Trump may have chosen tariffs as his favorite word from the dictionary. But when it comes to obsessions, business investment has got to be close.
As of last month, he said more than $12 trillion (£8.8tn) had been "practically committed" on his watch. "Nobody's ever seen numbers like we have," he said, crediting his agenda of tariffs, tax cuts and deregulation with making the difference.
If true, the figure would indeed be astonishing, potentially tripling the roughly $4tn in gross private investment the US reported all of last year.
So is a sudden gush of business spending setting the stage for a new golden economic era as Trump claims, or is it all theatre?
First things first: it is too early in Trump's tenure to have clear data to evaluate his claims.
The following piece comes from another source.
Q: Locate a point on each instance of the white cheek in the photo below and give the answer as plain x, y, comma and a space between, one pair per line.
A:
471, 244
The US government publishes statistics on business investment only every three months.
January to March, which reflect two months of Trump's tenure, show a strong jump in business investment, albeit one that analysts said was partly due to data skewed by an earlier Boeing strike.
Other anecdotal and survey evidence indicates that Trump's impact on investment is far more incremental than he has claimed.
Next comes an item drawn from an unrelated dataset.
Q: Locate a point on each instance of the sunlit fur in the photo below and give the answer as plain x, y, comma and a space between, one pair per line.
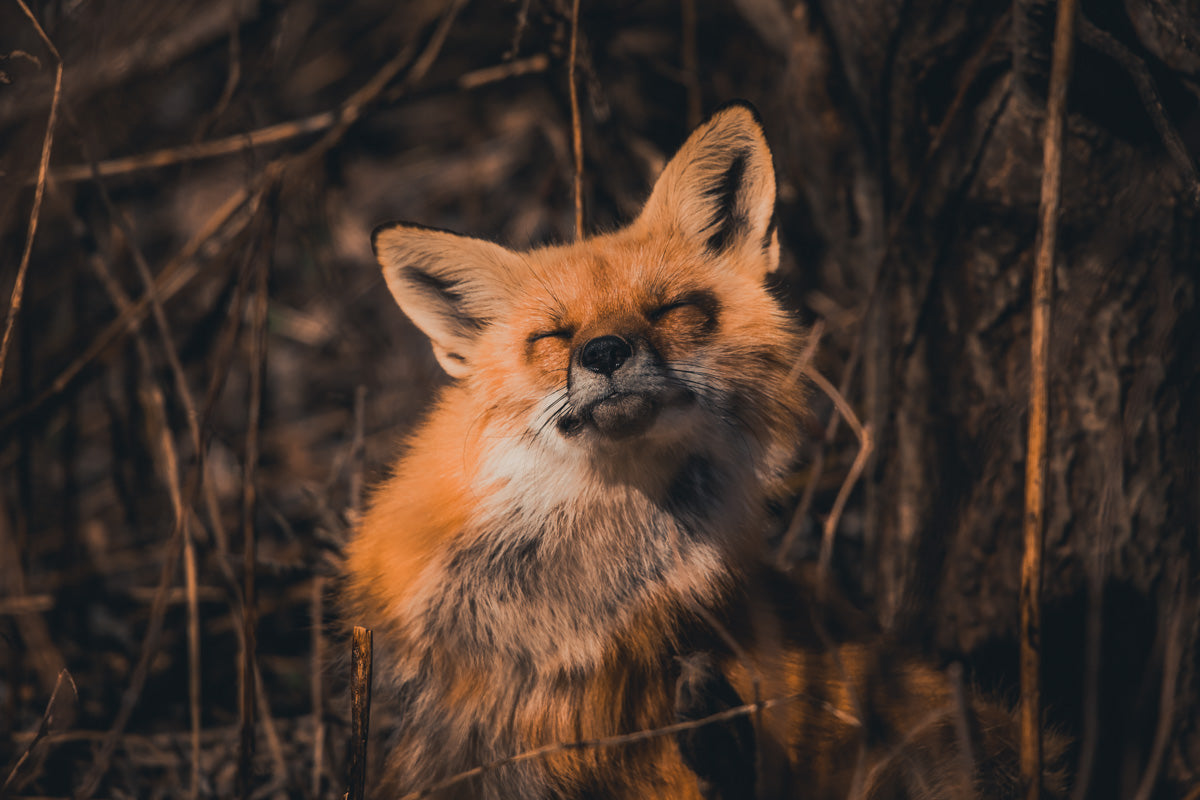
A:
534, 570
According to Stanford University economist Nick Bloom, whose research examines the impact of uncertainty on business investment, "We have hardly any data at this point and almost all the information we have is probably for investment projects that were planned and ordered last year." "My guess is business investment is down a little bit, not massively... primarily because uncertainty is quite high and that will pause it."
Swiss pharmaceutical firm Roche, which announced plans to invest $50bn in the US over five years in April, is a good example.
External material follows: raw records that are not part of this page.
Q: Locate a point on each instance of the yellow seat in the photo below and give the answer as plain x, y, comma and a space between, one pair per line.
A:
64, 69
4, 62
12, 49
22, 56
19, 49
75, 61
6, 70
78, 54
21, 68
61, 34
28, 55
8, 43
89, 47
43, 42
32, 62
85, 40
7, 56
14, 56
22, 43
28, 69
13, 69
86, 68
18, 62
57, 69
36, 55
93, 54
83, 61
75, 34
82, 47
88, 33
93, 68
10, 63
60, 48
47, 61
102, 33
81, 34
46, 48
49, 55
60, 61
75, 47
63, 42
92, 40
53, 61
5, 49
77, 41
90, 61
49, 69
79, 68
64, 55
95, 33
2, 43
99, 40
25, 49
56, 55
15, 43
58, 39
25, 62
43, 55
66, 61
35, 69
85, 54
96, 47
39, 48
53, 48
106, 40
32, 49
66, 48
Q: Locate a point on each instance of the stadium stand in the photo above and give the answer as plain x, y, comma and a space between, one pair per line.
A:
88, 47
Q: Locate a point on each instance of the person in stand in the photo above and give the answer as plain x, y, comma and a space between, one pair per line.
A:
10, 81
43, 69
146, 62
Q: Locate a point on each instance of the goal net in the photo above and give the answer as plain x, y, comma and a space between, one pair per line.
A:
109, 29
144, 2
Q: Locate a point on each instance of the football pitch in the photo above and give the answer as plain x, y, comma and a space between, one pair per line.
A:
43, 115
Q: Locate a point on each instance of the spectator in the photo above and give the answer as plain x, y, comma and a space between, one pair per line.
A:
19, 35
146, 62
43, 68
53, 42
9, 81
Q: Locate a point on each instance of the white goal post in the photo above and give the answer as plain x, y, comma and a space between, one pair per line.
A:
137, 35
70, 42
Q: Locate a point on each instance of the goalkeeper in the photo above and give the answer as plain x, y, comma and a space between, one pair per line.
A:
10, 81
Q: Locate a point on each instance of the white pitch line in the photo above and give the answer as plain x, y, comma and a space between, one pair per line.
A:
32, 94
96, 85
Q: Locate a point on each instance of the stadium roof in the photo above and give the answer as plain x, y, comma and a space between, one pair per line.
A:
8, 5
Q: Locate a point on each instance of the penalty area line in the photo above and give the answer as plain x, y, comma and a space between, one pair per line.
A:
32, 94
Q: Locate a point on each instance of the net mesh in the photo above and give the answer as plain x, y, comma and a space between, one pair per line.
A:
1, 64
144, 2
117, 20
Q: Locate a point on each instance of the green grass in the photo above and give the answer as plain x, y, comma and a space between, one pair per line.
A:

Some of the projects included in the sum were already in the works.
Executives have also expressed concern that some of Trump's ideas, including a plan to change drug pricing, could jeopardize the company's plans. The company stated, "The pharma industry would need to review their expenses including investments."
On his first day in office, President Trump touted investment by SoftBank's Masayoshi Son, Oracle's Larry Ellison and OpenAI's Sam Altman
In most of his arguments, Trump cites high-profile companies like Apple and Hyundai for his support. The White House keeps a running tally of those announcements, but at the start of June, it put total new investments at roughly $5.3tn - less than half the sum cited by Trump.
Even that figure is inflated.
Roughly a third of the 62 investments on the list include plans that were at least partially in the works before Trump took office. For example:
US manufacturer Corning is listed for a $1.5bn investment in a new manufacturing plant, but the core $900m of the project was announced in early 2024.
Stellantis, on the list for a $5bn plan to reopen a factory in Belvidere, Illinois, initially made that promise in 2023.
Other commitments include items that are not traditionally considered investments at all - like Apple's $500bn spending pledge, which includes taxes and salaries paid to workers already at the company.